Month: October 2022
The Mediating Media
Wolf Blitzer of CNN – the news station of record, certainly in the United States, and probably the world (certainly the most ubiquitous one) – calmly and nonchalantly asking Senator Rand Paul in 2016 if Paul considers halting the assistance of the U.S. executive branch (without any Congressional involvement) and American munitions makers to Saudi Arabia to conduct its bombing of Yemen at the time, and which created a humanitarian catastrophe and major refugee crisis in Yemen, to be more important than the money and American jobs that would be lost at the plants of the munitions makers if Paul were to get his way and the assistance to S.A. were ended.
A completely repellent and morally vacant question, and one that, in the way it was asked, and the major platform on which it was asked, normalizes the perspective, makes it sound like a reasonable, counter-balancing concern. To restate the question less prettily; ‘Is it wise or practical that we stop raining down mayhem & death on all these largely innocent people in that foreign land,’ – and in support of a known completely authoritarian state which we should not be allied with in the first place – ‘is your moral concern, Senator Paul, more important than the loss of income to the munitions makers and the loss of American jobs if those munitions don’t get made and used?’
The query of a remorseless person of no empathy, a sociopath, perhaps. Or, possibly, just a vacuous shill doing what he was likely instructed to do: Pit Paul’s appeal to conscience (and to the demands of the Constitution that Congress is the entity delegated with war making authority, not the Executive Branch) against the financial interests of Americans, thus making Rand’s hill to climb a steeper one.

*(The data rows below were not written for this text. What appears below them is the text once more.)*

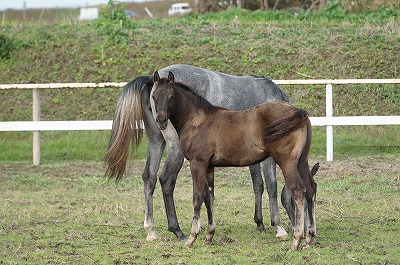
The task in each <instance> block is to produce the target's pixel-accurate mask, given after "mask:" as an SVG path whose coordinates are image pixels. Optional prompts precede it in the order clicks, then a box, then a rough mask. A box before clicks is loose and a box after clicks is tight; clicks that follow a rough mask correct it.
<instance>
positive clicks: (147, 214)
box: [104, 64, 294, 240]
mask: <svg viewBox="0 0 400 265" xmlns="http://www.w3.org/2000/svg"><path fill="white" fill-rule="evenodd" d="M169 71H171V72H174V74H175V80H176V81H177V82H181V83H184V84H186V85H187V86H190V87H191V88H192V89H193V90H194V91H195V92H196V93H197V94H198V95H200V96H201V97H204V98H206V99H207V100H208V101H209V102H210V103H211V104H213V105H216V106H220V107H224V108H227V109H232V110H242V109H247V108H251V107H254V106H256V105H259V104H262V103H264V102H270V101H289V100H288V97H287V96H286V94H285V93H284V92H283V91H282V90H281V89H280V88H279V87H278V86H277V85H276V84H275V83H274V82H273V81H272V80H270V79H268V78H264V77H256V76H234V75H228V74H225V73H220V72H215V71H211V70H208V69H203V68H199V67H195V66H192V65H184V64H176V65H170V66H167V67H165V68H163V69H160V70H159V71H158V72H159V74H160V76H161V77H166V76H167V75H168V72H169ZM152 87H153V75H149V76H140V77H137V78H135V79H134V80H132V81H131V82H129V83H128V84H127V85H126V86H125V88H124V89H123V91H122V92H121V95H120V98H119V100H118V103H117V106H116V111H115V116H114V120H113V126H112V131H111V135H110V141H109V145H108V151H107V154H106V155H105V158H104V161H105V163H106V164H107V172H106V175H108V177H109V178H115V179H116V180H120V179H121V178H122V177H123V174H124V172H125V169H126V163H127V159H128V156H129V146H130V145H131V147H132V151H134V149H135V148H136V147H137V146H138V145H139V143H140V141H141V139H142V137H143V130H142V129H143V128H142V121H143V124H144V127H145V130H144V131H145V134H146V137H147V140H148V154H147V161H146V166H145V169H144V172H143V174H142V179H143V182H144V194H145V205H146V208H145V220H144V227H145V229H146V230H147V232H148V235H147V237H146V239H147V240H153V239H155V238H156V232H155V227H154V219H153V193H154V188H155V185H156V182H157V173H158V170H159V167H160V162H161V158H162V154H163V151H164V149H165V147H166V146H167V156H166V160H165V165H164V168H163V170H162V172H161V174H160V175H159V180H160V183H161V188H162V193H163V199H164V204H165V211H166V215H167V221H168V231H171V232H173V233H174V234H175V235H176V237H177V239H178V240H184V239H185V238H186V237H185V235H184V234H183V232H182V230H181V229H180V227H179V223H178V219H177V216H176V211H175V203H174V197H173V192H174V188H175V184H176V180H177V176H178V173H179V171H180V169H181V167H182V164H183V161H184V156H183V154H182V150H181V148H180V145H179V139H178V136H177V133H176V131H175V129H174V128H173V126H172V125H171V126H168V129H167V130H163V131H160V130H159V128H158V127H157V124H156V122H155V120H154V118H153V114H152V111H151V103H150V92H151V89H152ZM260 164H262V165H260ZM260 164H255V165H252V166H250V167H249V168H250V173H251V177H252V181H253V190H254V194H255V213H254V221H255V222H256V224H257V230H258V231H264V230H265V227H264V224H263V217H262V194H263V192H264V181H263V178H262V174H261V171H263V173H264V178H265V182H266V187H267V192H268V196H269V206H270V208H269V209H270V218H271V225H272V226H274V227H275V228H276V229H277V233H276V237H279V238H286V237H287V232H286V231H285V229H284V228H283V226H282V225H281V221H280V217H279V213H278V202H277V181H276V164H275V162H274V161H273V160H272V159H271V158H268V159H266V160H265V161H263V162H261V163H260ZM283 196H284V197H283V198H282V202H285V204H284V206H285V207H286V211H287V213H288V215H289V217H290V219H291V220H293V216H294V211H293V208H292V207H291V204H290V203H289V202H290V201H291V198H290V193H287V192H285V193H283Z"/></svg>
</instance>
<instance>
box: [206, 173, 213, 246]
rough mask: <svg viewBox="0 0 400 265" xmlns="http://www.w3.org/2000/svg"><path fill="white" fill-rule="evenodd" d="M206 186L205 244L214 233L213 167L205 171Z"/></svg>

Or both (to do that job a person would likely need a stunted conscience, I would assume).
People should get bombed so Americans can make profits and have jobs? That’s a real question? We should talk and argue and debate about the subtleties and nuances of that? Blitzer surely did his part, his job, to make that calculus appear legitimate and rational to anyone hearing it.
Just peak scumbaggery. His own and his betters. Amazing that Paul did not call him on the obscenity of the question. To be governed by such people and the system that puts them in place is unacceptable, to put it blandly. I don’t consent to any of it. No one should.